Consider the Million Veteran March on Washington. Maybe two hundred Tea-Party veterans plus Sarah and Michelle got wall-to-wall press coverage for defying the barricades at the War Memorial, while the leaders of 30 national veterans groups and thousands of veterans who converged on Washington the following week to protest the very real cuts in benefits got virtually none.
The fight for safe, wholesome food is deeply connected to all these other battles. One people fighting for our homes, our families, our very lives in thousands of battles on hundreds of fronts confronting one hydra-headed shape-shifting foe and its doctrine of unrestrained greed. 1000 streams flowing toward one ocean.

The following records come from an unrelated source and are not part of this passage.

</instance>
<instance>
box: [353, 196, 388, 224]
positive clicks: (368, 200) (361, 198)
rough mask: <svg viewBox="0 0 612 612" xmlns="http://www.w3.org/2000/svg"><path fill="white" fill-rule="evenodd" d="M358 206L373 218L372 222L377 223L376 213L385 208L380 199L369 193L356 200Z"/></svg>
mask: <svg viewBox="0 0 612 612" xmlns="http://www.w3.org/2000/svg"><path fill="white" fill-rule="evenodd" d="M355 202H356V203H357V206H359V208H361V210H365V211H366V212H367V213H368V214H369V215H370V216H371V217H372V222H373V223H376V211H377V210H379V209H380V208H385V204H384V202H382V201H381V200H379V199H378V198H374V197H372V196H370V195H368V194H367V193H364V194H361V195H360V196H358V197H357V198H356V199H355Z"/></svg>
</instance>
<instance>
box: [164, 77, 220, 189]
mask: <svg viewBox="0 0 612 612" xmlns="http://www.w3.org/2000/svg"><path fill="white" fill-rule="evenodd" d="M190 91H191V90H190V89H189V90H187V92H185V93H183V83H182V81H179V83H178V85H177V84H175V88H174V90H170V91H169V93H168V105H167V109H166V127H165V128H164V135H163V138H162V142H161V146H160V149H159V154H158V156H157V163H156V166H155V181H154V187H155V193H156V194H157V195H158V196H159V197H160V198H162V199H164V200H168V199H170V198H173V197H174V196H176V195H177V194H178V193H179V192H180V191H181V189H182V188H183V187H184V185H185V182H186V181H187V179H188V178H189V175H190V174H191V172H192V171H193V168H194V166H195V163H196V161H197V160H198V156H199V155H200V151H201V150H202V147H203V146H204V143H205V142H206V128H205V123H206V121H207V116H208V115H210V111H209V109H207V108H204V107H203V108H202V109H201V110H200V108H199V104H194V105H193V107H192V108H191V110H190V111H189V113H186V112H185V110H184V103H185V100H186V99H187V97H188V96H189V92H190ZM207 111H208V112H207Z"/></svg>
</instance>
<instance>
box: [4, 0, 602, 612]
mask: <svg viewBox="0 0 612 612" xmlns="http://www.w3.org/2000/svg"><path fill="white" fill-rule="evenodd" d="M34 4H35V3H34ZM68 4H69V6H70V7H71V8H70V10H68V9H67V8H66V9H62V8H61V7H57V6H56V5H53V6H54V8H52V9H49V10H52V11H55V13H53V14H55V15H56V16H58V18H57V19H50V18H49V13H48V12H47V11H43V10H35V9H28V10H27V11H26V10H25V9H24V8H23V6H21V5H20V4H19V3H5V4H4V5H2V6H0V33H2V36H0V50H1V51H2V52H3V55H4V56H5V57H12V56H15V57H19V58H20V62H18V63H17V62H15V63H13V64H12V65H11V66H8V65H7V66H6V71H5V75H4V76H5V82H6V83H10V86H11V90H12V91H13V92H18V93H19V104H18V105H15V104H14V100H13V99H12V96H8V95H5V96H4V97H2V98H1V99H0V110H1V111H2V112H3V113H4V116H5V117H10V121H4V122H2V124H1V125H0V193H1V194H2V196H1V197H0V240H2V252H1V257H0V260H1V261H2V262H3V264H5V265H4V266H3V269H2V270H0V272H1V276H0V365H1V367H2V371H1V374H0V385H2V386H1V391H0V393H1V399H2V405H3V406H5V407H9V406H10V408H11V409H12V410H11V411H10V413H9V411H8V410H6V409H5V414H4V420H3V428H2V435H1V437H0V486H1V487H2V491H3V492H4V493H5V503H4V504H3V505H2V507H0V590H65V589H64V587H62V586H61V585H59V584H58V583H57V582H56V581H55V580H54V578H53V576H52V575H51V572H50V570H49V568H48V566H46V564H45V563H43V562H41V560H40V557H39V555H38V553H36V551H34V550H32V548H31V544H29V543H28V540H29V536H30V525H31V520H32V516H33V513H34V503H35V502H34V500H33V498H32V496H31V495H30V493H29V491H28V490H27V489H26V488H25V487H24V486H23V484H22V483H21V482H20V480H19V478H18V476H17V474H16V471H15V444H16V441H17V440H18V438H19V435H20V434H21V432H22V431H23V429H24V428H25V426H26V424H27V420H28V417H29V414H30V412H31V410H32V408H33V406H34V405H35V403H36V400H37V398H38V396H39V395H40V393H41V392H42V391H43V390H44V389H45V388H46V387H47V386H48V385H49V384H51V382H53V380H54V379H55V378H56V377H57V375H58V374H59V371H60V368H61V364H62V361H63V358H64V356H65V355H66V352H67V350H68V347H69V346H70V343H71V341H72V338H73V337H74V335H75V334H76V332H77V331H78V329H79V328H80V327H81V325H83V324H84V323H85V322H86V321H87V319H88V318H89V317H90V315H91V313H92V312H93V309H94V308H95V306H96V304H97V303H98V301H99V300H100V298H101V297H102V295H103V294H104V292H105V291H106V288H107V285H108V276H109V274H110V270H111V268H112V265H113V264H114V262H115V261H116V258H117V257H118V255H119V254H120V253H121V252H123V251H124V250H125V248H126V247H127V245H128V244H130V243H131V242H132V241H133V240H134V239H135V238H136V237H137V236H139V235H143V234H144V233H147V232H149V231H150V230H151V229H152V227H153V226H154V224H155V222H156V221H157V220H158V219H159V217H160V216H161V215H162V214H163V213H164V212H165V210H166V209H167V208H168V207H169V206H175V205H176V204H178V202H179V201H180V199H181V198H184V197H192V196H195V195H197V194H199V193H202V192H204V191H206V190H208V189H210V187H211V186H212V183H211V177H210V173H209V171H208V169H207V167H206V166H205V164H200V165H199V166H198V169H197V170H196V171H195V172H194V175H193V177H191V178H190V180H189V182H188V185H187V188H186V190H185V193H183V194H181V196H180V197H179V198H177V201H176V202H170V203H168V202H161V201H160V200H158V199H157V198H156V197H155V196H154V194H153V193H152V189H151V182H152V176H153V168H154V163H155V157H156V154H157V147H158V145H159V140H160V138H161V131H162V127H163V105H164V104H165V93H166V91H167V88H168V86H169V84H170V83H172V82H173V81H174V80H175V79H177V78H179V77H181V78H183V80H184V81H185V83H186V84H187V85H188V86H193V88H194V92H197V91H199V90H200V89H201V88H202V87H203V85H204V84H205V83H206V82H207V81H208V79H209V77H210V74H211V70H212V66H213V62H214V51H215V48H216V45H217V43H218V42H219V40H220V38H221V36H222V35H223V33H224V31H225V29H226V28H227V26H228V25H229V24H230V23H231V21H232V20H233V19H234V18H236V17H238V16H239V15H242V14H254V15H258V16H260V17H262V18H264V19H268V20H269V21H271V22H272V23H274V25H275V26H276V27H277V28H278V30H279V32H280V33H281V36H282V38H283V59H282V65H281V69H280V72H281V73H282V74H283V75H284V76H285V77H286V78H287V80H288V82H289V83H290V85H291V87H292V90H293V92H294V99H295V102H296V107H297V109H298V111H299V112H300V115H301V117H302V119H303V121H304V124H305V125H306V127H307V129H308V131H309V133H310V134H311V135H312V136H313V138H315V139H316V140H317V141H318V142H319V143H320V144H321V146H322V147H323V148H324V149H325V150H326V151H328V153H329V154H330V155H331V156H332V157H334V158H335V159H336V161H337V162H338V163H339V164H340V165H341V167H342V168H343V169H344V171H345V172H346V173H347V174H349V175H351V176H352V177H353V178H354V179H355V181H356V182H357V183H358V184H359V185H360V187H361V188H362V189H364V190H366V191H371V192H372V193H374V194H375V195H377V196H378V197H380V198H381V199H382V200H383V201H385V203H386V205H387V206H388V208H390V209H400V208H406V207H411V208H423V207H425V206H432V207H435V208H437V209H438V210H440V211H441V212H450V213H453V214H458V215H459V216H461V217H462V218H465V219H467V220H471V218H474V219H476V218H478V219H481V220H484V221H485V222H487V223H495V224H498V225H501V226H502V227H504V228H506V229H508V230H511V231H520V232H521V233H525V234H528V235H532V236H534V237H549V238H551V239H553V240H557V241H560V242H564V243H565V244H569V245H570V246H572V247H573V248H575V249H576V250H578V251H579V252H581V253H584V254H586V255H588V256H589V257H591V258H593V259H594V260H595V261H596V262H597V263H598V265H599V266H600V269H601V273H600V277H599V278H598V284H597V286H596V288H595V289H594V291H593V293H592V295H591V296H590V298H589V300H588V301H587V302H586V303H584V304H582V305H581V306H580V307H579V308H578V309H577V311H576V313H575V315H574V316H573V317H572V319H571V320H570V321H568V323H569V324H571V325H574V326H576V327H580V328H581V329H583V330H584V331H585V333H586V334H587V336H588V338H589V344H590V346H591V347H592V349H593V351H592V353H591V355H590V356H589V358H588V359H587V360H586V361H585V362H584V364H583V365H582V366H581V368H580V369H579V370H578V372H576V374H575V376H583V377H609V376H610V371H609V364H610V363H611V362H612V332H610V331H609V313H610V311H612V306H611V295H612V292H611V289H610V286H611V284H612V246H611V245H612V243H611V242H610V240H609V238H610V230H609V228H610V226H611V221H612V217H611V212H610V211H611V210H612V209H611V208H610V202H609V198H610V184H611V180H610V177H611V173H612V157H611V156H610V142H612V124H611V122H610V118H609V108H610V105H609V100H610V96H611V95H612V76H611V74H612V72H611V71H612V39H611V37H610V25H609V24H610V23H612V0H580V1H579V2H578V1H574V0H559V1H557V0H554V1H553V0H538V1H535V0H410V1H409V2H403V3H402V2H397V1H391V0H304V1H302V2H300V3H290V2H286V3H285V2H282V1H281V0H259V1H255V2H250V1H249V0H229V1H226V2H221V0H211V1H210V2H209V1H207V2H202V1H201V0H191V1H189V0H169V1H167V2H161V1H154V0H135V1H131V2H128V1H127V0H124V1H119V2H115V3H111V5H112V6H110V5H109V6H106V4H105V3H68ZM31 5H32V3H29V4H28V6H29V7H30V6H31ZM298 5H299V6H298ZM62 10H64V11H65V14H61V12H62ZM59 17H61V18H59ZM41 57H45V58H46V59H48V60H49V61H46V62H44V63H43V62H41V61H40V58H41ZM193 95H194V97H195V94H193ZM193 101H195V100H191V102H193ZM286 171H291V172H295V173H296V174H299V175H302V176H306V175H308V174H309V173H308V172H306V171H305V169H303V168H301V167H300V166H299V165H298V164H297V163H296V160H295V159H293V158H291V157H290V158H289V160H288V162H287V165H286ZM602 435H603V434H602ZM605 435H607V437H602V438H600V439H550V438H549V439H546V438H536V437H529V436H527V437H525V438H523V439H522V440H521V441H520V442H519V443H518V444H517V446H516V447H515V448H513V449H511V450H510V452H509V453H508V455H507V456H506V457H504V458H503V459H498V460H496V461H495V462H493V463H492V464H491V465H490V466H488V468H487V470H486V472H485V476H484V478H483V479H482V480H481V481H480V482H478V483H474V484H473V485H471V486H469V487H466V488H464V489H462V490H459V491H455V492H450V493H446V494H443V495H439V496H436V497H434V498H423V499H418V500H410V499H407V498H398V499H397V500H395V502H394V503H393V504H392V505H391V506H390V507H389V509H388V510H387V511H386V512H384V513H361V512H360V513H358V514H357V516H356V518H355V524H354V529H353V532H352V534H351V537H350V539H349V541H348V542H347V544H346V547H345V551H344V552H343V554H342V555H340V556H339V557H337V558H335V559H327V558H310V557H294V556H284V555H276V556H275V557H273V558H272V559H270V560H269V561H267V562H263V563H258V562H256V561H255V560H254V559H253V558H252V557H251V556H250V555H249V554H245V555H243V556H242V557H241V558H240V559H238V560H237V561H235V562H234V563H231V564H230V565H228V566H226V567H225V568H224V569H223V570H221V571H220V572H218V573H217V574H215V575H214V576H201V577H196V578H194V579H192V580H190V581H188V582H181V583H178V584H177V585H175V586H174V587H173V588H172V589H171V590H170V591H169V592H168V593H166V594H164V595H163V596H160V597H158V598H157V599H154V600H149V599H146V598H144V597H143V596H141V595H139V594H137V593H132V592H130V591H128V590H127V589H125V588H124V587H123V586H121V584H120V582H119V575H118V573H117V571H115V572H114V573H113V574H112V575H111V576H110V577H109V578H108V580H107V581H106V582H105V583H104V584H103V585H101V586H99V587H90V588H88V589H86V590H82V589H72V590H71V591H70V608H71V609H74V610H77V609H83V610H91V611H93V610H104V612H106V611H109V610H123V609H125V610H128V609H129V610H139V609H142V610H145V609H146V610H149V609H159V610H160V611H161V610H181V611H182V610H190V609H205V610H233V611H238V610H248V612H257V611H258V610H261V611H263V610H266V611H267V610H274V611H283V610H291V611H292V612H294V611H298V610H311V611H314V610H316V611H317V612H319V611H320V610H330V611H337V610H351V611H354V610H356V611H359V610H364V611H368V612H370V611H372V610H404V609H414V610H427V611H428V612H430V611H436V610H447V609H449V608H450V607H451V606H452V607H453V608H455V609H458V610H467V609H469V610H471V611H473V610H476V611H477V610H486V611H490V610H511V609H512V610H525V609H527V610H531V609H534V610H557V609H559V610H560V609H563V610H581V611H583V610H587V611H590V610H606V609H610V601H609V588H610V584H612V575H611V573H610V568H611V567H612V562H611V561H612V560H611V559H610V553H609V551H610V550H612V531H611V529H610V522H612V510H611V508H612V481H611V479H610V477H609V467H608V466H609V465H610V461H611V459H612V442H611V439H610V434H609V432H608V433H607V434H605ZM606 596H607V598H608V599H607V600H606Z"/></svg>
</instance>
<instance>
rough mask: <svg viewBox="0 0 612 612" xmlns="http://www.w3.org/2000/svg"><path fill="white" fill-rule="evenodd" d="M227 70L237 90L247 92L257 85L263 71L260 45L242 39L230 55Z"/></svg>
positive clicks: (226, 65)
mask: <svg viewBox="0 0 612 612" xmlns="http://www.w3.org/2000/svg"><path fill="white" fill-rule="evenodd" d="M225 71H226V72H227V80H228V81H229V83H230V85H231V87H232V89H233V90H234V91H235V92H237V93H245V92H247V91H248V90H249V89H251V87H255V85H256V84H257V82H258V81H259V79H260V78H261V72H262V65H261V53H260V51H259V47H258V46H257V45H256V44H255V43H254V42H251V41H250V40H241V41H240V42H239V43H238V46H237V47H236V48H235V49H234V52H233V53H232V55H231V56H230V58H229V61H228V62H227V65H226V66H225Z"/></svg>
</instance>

The story of our food has rippled outward. The seemingly-docile satisfied masses shuffling their full baskets through the checkout line know far more than you think. Exhausted, barraged with conflicting information and misinformation, living paycheck to paycheck, yet all know something's very wrong. Obesity, deformities, chronic illness, disability and early death surround us. All have horror stories of bad medical care. And all suspect the food.
Our stories - of all our struggles and what we've learned in them - are permeating outward. Few know all the pieces but everyone knows some. Some incident will draw us together in outrage, the way the Crash and Bank Bailout did. Some turn of events will sweep aside all the distractions and focuses our minds on the common source of our afflictions.
In that moment, we will shed the last illusion: that the problem is "all those other stupid people" out there, sitting on their couches stuffing their faces with Devil Dogs, consuming and believing all the happy lies.
Occupy was starting to draw us all together into one great invincible force, but it wasn't quite there yet.
Or rather, it was we, the American people, who weren't quite there yet.